I’ve been trying to untangle the mathematics behind various interpolations and I’ve come across a rather serious issue. It seems that the linear interpolation is implemented incorrectly, at least with the ease in/out interpolation.

As far as I can tell, all interpolations except constant are given by a cubic spline, which is to say that they are governed by the differential equation y’’’’ = 0 (see the topic I linked to for a somewhat more detailed treatment of the subject). The only difference between the interpolations *should be* the boundary conditions. The linear interpolation has no cubed or squared terms, and so it appears to be implemented slightly differently effectively with the differential equation y’’ = 0 and boundary conditions something like y(0) = y_0, y’(t_f) = (y_f-y_0)/(t_f-t_0). (I’m not sure if this is actually what’s going on “under the hood”, but I’ll show in a moment that something is going wrong.)

We expect that when we use some waypoint at one end and a linear waypoint at the other end, the value should change in a, you know, linear fashion near its final time. How would we model this mathematically? We *expect* y’’(t_f) = 0.

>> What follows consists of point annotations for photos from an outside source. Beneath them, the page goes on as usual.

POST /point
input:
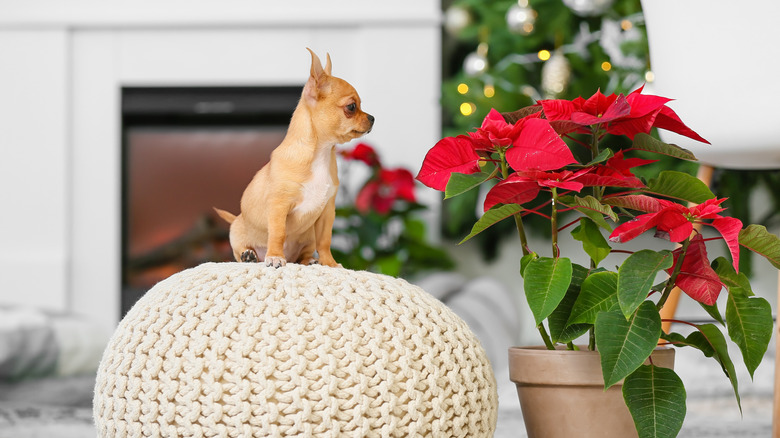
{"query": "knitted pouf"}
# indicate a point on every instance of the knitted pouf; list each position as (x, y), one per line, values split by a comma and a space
(242, 350)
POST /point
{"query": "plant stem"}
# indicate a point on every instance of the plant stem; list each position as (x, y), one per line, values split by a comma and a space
(598, 193)
(592, 339)
(518, 216)
(545, 337)
(673, 278)
(554, 221)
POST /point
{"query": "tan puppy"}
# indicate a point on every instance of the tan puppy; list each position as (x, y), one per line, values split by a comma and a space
(287, 211)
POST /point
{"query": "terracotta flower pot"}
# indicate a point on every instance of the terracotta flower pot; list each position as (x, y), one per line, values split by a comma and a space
(562, 393)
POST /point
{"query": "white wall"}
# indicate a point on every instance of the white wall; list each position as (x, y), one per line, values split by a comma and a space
(63, 66)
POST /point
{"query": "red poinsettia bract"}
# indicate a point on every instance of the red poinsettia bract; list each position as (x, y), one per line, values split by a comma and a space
(675, 223)
(618, 114)
(381, 193)
(530, 144)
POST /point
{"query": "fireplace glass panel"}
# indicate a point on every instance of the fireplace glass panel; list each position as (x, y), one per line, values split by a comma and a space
(185, 152)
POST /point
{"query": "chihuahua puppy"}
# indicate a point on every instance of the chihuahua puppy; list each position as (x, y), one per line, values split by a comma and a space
(288, 208)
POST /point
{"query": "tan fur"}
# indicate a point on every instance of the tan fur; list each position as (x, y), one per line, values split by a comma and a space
(287, 211)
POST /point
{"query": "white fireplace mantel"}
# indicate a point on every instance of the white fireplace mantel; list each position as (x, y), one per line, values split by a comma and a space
(63, 65)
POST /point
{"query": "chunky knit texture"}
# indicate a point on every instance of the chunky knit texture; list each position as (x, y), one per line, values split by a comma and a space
(242, 350)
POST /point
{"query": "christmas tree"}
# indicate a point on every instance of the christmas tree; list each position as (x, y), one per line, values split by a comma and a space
(507, 54)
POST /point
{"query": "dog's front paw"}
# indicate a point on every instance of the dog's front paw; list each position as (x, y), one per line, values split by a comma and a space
(249, 256)
(276, 262)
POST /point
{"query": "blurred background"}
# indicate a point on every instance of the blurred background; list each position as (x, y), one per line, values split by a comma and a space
(123, 123)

Is that what we see? In a word, no. I set an ease in/out waypoint at frame 0 with a value of 0 and a linear waypoint at frame 100 with a value of 1 and tabulated the values in Excel (actually LibreOffice Calc). Here’s the resulting graph:

This may not look bad at first glance. The left end certainly reflects the ease in/out waypoint, but a close look at the right end only looks linear-ish. In fact, it looks like it’s tapering off slightly. I confirmed this by graphing the derivative:

Blech. A linear interpolation should produce a constant derivative at its right end. That parabola being graphed should reach its maximum at frame 100.

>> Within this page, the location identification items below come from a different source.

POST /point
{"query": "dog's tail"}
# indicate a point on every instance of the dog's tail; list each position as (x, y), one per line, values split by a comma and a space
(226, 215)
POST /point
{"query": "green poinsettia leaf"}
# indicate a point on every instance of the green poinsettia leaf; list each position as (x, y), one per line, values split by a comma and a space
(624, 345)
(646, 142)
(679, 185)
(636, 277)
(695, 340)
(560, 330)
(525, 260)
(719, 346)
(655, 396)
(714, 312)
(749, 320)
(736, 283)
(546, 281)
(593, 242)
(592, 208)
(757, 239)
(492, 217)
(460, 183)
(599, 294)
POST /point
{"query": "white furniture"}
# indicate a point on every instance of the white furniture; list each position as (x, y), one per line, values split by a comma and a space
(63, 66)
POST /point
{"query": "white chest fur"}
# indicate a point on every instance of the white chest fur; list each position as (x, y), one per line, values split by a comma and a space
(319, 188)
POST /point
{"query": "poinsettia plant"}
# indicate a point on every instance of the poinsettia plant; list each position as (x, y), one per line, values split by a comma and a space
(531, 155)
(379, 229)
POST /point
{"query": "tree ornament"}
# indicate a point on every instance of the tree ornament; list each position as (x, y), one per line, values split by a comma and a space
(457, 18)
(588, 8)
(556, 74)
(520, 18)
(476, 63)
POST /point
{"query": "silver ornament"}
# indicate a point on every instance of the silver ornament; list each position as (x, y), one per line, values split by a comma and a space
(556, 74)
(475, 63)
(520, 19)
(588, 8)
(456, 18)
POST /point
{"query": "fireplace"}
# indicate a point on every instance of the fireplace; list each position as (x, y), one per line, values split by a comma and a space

Here’s what I propose the interpolation should actually look like:

Much better! It’s easing in from the left end and it looks nice and linear at the right end. Let’s also graph the derivative to confirm that this is correct:

Note how the derivative is constant near frame 100, as we would hope.

This latter function was produced by changing the boundary conditions to:

y(0) = 0

y’(0) = 0

y(100) = 1

y’’(100) = 0

That last boundary condition is the only one that was changed. Note that it is now based on the second derivative.

How do we fix this? I’ll be honest: this is a real mess. If we were to suddenly change the linear interpolation, then every animation made before the change with a (something)-linear interpolation will be affected, possibly ruining those animations. I propose the new, correct interpolation be phased in slowly. First, we introduce “new linear” as an interpolation. Then, in a subsequent revision, we relable the current (broken) linear interpolation “legacy linear”. In the following revision, we relabel “new linear” to “linear” and make a warning box pop up warning users whenever they use it that the legacy linear interpolation is being deprecated soon. Finally, some years down the line, we scrap the legacy linear interpolation entirely and leave it to users to correct their animations as necessary.

I can’t seem to remember my credentials for the bug report site, so I kindly ask that someone submit this there. I hope I’ve made it clear that this is a rather serious issue and if you think it’s not a big deal, I’ll try to do a better job of explaining why this is oh-so-very-wrong.

I’m continuing my investigation into other interpolations.